I think that [garment factories] may consider an increase in wages of $5 to $6 instead."

REPRESENTATIVES from garment unions will meet with industry leaders and the government Monday in a bid to raise minimum salaries in the sector, the president of Cambodian Unions Federation (CUF) said.

The CUF wants factory owners to raise minimum salaries from US$50 a month to $93 in order to provide workers with a better standard of living, according to President Chuon Mum Thol. The issue will be discussed at a labour consultation meeting next week.

Chuon Mum Thol explained: “According to our research, $93 per month is enough to provide good living conditions and pay for food, house for rent, electricity and water.”

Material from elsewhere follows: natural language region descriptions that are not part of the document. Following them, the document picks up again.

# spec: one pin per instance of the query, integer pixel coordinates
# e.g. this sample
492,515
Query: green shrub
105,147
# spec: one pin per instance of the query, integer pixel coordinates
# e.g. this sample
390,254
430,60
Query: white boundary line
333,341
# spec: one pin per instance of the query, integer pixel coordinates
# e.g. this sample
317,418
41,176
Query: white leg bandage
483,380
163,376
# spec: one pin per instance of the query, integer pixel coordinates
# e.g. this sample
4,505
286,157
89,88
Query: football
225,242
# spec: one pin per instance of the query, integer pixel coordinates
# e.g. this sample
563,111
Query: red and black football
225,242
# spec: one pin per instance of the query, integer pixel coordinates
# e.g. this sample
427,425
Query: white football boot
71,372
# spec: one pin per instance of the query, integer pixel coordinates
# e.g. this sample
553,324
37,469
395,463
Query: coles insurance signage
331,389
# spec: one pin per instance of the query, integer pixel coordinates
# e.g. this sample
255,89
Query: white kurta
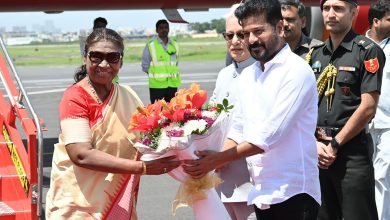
278,113
380,132
236,180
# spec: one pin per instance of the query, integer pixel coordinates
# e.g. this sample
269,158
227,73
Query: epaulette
314,47
364,42
318,45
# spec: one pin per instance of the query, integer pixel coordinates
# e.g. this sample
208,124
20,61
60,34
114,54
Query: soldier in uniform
348,68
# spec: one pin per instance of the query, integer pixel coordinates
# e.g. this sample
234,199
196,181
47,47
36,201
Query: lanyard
387,41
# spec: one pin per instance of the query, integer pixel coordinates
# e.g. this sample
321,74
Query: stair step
6,212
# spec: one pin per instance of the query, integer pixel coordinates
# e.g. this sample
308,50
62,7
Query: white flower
210,114
193,125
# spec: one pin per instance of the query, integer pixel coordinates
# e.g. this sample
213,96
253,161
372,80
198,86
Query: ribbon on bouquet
192,190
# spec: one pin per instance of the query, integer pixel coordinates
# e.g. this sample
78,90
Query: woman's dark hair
270,9
98,35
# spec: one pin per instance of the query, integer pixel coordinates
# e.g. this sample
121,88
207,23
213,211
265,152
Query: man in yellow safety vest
160,62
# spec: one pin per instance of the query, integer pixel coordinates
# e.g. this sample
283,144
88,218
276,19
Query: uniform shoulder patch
317,45
372,65
364,42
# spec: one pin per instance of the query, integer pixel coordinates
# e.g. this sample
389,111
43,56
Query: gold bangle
143,168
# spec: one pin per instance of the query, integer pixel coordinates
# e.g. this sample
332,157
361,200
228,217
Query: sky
76,20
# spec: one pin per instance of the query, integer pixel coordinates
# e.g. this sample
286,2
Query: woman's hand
160,166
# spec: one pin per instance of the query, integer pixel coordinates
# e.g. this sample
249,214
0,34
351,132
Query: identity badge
316,66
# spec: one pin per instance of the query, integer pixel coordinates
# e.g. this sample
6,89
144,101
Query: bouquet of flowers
185,125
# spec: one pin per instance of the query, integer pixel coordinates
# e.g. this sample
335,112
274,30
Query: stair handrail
36,121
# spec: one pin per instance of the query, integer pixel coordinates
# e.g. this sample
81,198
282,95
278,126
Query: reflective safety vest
163,70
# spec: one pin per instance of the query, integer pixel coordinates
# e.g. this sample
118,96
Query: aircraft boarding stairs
20,164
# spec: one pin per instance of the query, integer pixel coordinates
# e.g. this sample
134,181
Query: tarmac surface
45,86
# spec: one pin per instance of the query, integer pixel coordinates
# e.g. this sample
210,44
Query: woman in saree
95,168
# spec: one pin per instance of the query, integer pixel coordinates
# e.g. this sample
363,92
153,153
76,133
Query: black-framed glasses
230,35
98,57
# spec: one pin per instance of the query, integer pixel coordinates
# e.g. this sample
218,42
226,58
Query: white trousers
381,160
240,211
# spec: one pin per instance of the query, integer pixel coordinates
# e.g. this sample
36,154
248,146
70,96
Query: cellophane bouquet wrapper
200,194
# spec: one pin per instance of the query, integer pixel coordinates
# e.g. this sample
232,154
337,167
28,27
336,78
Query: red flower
146,119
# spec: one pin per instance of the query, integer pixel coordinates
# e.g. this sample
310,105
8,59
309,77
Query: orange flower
146,119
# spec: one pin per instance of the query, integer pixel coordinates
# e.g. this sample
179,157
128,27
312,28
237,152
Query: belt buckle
324,134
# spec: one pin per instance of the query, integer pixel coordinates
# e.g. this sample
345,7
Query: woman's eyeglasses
230,36
98,57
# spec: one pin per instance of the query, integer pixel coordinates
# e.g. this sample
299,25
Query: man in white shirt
275,122
379,20
236,181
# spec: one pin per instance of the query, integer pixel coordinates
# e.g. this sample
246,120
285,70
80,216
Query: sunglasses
98,57
230,36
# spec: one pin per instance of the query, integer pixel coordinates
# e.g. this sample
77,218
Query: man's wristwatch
334,143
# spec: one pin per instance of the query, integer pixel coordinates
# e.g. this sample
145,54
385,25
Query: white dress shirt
277,112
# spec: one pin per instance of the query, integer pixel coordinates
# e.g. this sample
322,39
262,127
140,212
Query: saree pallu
80,193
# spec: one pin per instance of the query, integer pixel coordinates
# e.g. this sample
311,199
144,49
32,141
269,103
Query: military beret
353,2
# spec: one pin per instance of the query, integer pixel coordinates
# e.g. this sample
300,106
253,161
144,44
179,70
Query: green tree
219,25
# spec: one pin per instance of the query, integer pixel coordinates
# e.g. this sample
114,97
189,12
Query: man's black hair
98,21
270,9
378,10
162,21
295,3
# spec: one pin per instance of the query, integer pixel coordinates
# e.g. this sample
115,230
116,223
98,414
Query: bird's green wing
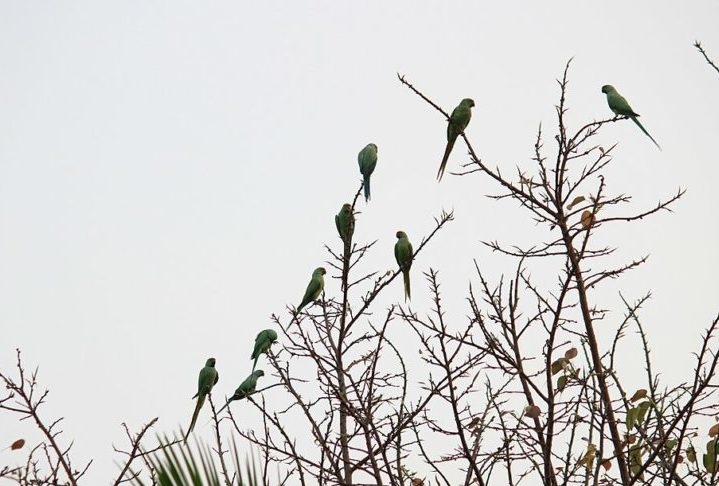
458,121
314,289
367,159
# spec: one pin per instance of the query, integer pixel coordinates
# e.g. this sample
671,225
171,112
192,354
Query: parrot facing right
314,288
263,341
367,159
403,254
246,388
620,106
345,222
207,379
458,121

But other union officials questioned whether such a large wage increase is achievable when the sector has been hit hard by the economic crisis.

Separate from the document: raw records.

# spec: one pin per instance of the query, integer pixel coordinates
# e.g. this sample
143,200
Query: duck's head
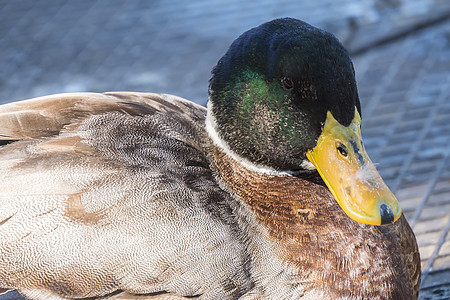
283,99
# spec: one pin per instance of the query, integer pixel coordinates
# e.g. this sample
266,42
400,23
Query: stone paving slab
401,53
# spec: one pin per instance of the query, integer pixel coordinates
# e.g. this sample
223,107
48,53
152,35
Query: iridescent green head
270,93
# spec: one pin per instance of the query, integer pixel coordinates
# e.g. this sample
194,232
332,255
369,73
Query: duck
267,193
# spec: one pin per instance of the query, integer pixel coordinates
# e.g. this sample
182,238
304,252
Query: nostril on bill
387,216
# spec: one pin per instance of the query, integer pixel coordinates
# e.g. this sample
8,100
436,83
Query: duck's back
106,192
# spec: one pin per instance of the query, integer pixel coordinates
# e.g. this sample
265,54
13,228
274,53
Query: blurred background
400,49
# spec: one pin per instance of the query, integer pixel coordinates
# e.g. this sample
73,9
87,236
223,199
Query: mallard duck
266,194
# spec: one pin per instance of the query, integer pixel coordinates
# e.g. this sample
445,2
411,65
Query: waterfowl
266,194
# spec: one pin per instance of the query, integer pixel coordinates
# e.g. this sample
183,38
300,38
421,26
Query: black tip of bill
387,216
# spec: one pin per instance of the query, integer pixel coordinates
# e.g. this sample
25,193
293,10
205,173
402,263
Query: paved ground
400,48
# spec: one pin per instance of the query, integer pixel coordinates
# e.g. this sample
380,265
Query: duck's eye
287,83
342,150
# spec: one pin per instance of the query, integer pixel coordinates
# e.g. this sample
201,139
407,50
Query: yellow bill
345,167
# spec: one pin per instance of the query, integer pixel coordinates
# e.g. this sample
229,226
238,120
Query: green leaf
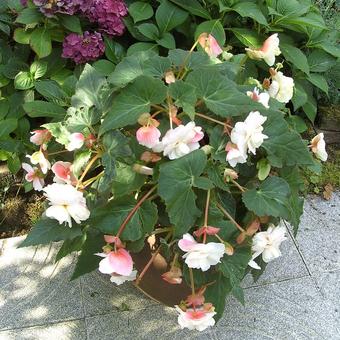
175,188
251,10
270,198
39,108
29,16
134,100
140,11
213,27
169,16
38,69
7,126
70,22
247,37
149,30
295,56
22,36
320,61
319,81
193,7
88,89
185,96
40,42
48,230
109,218
23,81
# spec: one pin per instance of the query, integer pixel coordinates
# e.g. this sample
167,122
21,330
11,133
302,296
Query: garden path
297,298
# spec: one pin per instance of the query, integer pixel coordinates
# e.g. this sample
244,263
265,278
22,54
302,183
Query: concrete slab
71,330
33,290
318,238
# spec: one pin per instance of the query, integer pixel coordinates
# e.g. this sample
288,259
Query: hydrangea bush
195,146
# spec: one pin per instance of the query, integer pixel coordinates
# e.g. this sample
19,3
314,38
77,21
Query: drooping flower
198,318
120,279
180,141
318,146
34,175
235,155
248,135
281,87
262,98
210,45
63,173
200,255
66,202
40,137
107,14
76,141
269,50
38,157
148,136
173,276
117,262
268,244
83,48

Chea Mony, president of Free Trade Union, who will not attend the meeting, said: “I do not think they [the garment factory representatives] will agree to increase salaries from US$50 to $93 because their business is still being affected by the economic situation.

“I think that they may consider an increase in wages of $5 to $6 instead,” he added.

The worldwide slump in demand has had a direct affect on Cambodia’s garment sector. The Kingdom’s revenues from garment exports dropped to $716.2 million last year, a 23.8 percent slide compared to 2008.

Production centres throughout Cambodia have closed, putting tens of thousands out of work. Last year, according to the Ministry of Labour and Vocational Training, 93 garment factories closed, causing 38,190 workers to lose their jobs. Another 60 factories suspended production, leaving 30,000 people without work.

In December, Cambodia was estimated to have 516 garment and footwear factories, which employed about 358,660 workers. The Post called 10 major garment factories on Monday, but no one was available for comment at any of them.

Van Sou Ieng, president of the Garment Manufacturers Association of Cambodia (GMAC), said Monday that he was in a meeting.

Representatives from smaller garment factories told the Post they have not been invited to the meeting. A spokeswoman for Fortune Garment and Woolen Knitting said she had not heard about the session.

Sat Navy, director of Navy Garment, said: “The government hasn’t called us about the meeting, but I don’t think it is possible to [raise pay] at a small garment factory like this.”

Meanwhile Oum Mean, secretary of state at the Ministry of Labour and Vocational Training, said that even if owners refuse to raise the minimum wage, meetings to discuss the issue will be held “again and again” in the future.